Alexandre comme Zef se définissent comme anarchistes. Ce dernier a créé le concept d’Anarchive,
sur le principe que chaque personne qui assiste à un événement d’Occupy
doit collecter sa propre mémoire, sa propre expérience et la
communiquer au plus grand nombre. Il est fermement contre l’idée d’une
centralisation des archives, films, documents qui concernent Occupy, “le meilleur moyen pour que notre histoire soit manipulée, selon lui.
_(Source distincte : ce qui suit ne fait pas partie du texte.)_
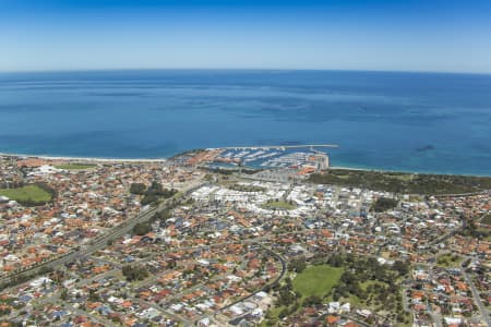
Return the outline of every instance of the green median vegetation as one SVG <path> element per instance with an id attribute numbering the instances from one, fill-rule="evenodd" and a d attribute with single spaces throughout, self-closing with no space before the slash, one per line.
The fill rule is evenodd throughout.
<path id="1" fill-rule="evenodd" d="M 55 191 L 47 185 L 29 184 L 16 189 L 2 189 L 0 195 L 16 201 L 23 206 L 40 206 L 51 201 Z"/>
<path id="2" fill-rule="evenodd" d="M 383 213 L 393 209 L 397 206 L 398 201 L 390 197 L 379 197 L 372 205 L 371 210 L 375 213 Z"/>
<path id="3" fill-rule="evenodd" d="M 130 193 L 143 195 L 141 201 L 142 206 L 147 204 L 155 205 L 163 198 L 170 198 L 175 196 L 178 191 L 175 189 L 164 189 L 160 183 L 153 182 L 148 187 L 142 183 L 133 183 L 130 185 Z"/>
<path id="4" fill-rule="evenodd" d="M 292 210 L 297 208 L 297 206 L 292 202 L 285 201 L 268 201 L 262 205 L 264 209 L 283 209 L 283 210 Z"/>
<path id="5" fill-rule="evenodd" d="M 490 177 L 349 169 L 330 169 L 325 173 L 313 173 L 309 181 L 316 184 L 423 195 L 477 193 L 491 189 Z"/>
<path id="6" fill-rule="evenodd" d="M 64 170 L 84 170 L 84 169 L 91 169 L 96 167 L 96 165 L 92 164 L 62 164 L 62 165 L 55 165 L 55 168 L 58 169 L 64 169 Z"/>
Je termine la soirée avec eux dans un pavillon où l’un de leurs amis live streamer diffuse “America” de Ginsberg.
Long silence en écoutant le poème beat. Ils me présentent leurs actions
à venir de “Novads”, leur prochain tour des États-Unis pour faire jouer
la population américaine au dernier jeu qu’ils ont inventé : Memee,
contraction de “Remember Me + Memory me + Meme”. Une forme de discussion orientée, ludique, avec la puissance d’un mème.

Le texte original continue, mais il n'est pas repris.